A wonderful, heartfelt, agonized sigh is heard – and then, the sound of the side door swinging open. That’s right: Rather than hear this important bit of medical news in its totality, my husband inexplicably has decided it’s time to water the plants out back, or to pull some weeds, or maybe to take the trash down to the street corner two days early. Anything that gets him away from hearing details about broken cocks, evidently.
But this is why God invented laptops, my dear! You simply can’t get away from me that easily.
Following him out the door, I’m nearly shouting now: “This is the membrane inside your penis that surrounds the corpora cavernosa, long spongy structures that fill with blood when your penis gets excited… Bending your penis while erect can then increase the pressure within these cavernosa, sort of like trying to bend one of those balloon-animal balloon… Once the maximum limits are exceeded, the membrane can tear. The result is a so-called ‘fracture of your penis.’”

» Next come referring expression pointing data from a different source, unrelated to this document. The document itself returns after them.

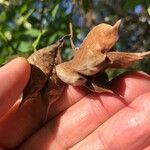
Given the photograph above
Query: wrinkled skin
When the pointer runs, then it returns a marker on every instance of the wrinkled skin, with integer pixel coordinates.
(80, 119)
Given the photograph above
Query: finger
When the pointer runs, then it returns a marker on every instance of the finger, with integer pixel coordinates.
(35, 118)
(104, 106)
(147, 148)
(128, 129)
(75, 123)
(30, 117)
(13, 78)
(126, 85)
(131, 85)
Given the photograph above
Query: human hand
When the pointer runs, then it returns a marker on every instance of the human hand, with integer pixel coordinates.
(79, 120)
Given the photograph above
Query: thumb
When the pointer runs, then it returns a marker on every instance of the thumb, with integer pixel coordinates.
(13, 78)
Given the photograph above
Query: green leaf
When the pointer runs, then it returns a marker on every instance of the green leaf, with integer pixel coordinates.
(86, 5)
(25, 46)
(32, 32)
(36, 42)
(54, 11)
(130, 4)
(148, 9)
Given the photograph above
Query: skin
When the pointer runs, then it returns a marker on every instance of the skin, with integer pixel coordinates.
(80, 119)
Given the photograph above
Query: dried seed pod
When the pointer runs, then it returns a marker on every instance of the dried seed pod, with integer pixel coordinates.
(43, 81)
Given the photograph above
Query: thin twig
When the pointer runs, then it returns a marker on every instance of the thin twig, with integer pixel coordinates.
(71, 37)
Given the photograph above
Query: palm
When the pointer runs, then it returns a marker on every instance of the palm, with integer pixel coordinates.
(79, 120)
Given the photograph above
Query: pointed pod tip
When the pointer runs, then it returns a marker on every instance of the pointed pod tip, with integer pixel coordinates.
(117, 24)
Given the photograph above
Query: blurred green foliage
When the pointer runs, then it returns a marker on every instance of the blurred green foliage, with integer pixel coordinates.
(26, 26)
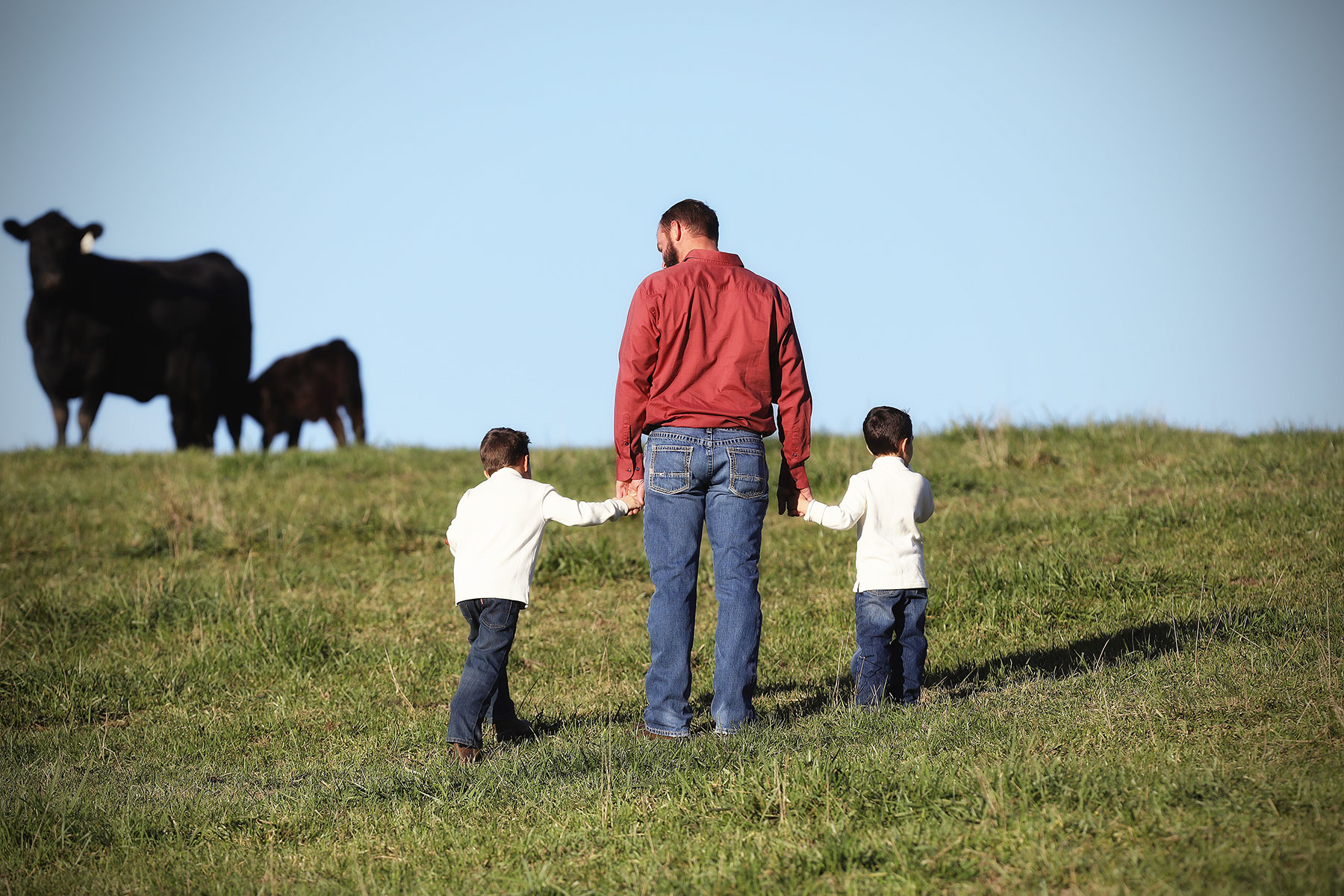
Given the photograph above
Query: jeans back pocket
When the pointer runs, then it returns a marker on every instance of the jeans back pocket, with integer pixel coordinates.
(746, 472)
(670, 469)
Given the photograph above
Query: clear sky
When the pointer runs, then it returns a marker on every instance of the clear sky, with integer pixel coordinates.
(1036, 210)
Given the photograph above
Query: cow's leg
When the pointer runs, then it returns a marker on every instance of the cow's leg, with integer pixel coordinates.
(87, 410)
(356, 421)
(60, 410)
(208, 421)
(337, 428)
(235, 429)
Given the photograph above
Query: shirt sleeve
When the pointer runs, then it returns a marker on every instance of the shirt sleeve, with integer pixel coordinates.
(453, 531)
(844, 514)
(792, 395)
(569, 512)
(638, 354)
(924, 509)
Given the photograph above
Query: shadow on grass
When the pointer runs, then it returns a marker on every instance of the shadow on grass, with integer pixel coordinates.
(792, 700)
(1136, 644)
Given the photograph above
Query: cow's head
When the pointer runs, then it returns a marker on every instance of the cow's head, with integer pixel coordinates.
(54, 247)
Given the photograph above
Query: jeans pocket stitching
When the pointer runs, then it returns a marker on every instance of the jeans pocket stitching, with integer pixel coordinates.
(734, 477)
(508, 618)
(683, 477)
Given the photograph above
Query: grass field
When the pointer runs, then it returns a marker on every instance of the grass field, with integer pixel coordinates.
(231, 675)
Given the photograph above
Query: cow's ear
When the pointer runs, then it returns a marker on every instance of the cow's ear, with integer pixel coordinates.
(92, 233)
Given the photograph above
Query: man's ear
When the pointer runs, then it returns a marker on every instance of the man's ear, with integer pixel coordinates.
(92, 233)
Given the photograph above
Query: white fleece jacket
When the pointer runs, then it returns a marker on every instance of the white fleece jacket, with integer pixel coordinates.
(887, 503)
(497, 534)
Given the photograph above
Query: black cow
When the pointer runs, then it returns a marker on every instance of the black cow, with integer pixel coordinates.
(309, 386)
(139, 328)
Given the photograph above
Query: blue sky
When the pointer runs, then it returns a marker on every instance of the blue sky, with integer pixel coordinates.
(1036, 210)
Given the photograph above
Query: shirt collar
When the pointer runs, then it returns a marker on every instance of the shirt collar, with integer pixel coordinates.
(710, 255)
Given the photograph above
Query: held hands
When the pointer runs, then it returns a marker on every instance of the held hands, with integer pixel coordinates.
(792, 501)
(632, 494)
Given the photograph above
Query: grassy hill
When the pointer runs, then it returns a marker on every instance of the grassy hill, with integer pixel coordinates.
(225, 675)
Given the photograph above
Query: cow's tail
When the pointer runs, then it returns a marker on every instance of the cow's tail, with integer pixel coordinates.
(354, 394)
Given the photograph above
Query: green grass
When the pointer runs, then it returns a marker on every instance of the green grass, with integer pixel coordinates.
(231, 675)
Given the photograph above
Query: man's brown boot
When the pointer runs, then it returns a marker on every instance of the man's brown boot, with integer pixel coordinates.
(467, 755)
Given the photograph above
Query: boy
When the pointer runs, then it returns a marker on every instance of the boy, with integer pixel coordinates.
(495, 539)
(892, 591)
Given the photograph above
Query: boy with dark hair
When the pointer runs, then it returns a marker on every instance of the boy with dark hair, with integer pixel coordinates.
(892, 591)
(495, 541)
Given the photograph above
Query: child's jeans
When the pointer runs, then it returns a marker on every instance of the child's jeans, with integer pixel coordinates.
(889, 632)
(483, 692)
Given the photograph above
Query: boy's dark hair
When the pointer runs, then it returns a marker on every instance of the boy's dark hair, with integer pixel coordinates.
(502, 448)
(885, 428)
(695, 217)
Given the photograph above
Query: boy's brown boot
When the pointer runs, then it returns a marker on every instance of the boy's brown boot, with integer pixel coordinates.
(467, 755)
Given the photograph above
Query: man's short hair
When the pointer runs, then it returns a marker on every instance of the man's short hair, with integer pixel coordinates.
(502, 448)
(885, 428)
(695, 217)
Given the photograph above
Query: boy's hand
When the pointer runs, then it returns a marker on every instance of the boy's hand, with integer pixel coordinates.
(632, 494)
(791, 497)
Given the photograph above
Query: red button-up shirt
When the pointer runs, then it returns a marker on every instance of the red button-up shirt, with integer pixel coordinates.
(710, 344)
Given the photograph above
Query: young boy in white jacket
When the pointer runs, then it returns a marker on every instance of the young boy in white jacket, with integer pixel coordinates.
(892, 591)
(495, 541)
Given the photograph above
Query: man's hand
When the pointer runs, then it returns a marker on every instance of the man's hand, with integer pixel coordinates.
(788, 494)
(632, 494)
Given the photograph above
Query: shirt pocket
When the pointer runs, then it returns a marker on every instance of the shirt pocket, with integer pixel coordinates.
(746, 472)
(670, 469)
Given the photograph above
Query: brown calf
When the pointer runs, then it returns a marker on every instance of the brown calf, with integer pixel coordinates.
(309, 386)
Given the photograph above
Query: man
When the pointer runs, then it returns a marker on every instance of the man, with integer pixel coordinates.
(709, 347)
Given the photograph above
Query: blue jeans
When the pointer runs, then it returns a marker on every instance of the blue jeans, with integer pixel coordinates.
(714, 480)
(878, 673)
(483, 692)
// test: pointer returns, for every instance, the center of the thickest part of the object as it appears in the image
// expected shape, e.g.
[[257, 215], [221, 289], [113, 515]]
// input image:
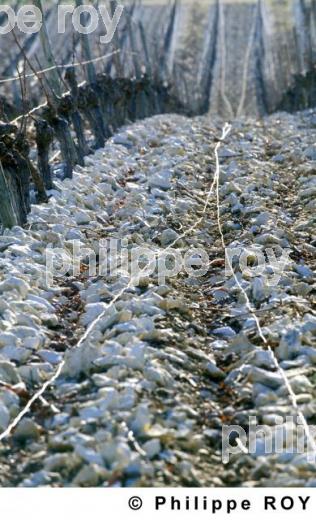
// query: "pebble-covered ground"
[[142, 398]]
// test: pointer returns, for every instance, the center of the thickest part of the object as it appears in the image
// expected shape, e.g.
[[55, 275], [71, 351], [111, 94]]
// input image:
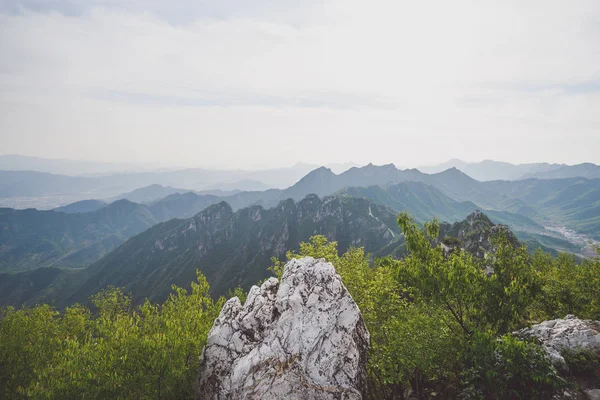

It is only at this point that I realize our neighbor Ken is standing just on the other side of the hip-high wall along our property line, watering the plants in his yard. The look on Ken’s face makes clear the fact he has heard every word I’ve said since I emerged with my laptop, yelling into the morning air about fractured dicks.
As much as it pains me to stop paining my husband in this moment, I relent, give Ken an awkward wave and retreat inside to finish my cup of coffee. Making my husband cower in the face of bad-penis-news is one thing, but Ken hasn’t done anything to deserve this – and I’ve always promised myself I’d limit the collateral damage from my morning routine, be that damage to the neighbor, the mail carrier, or the occasional Uber Eats driver toting breakfast burritos.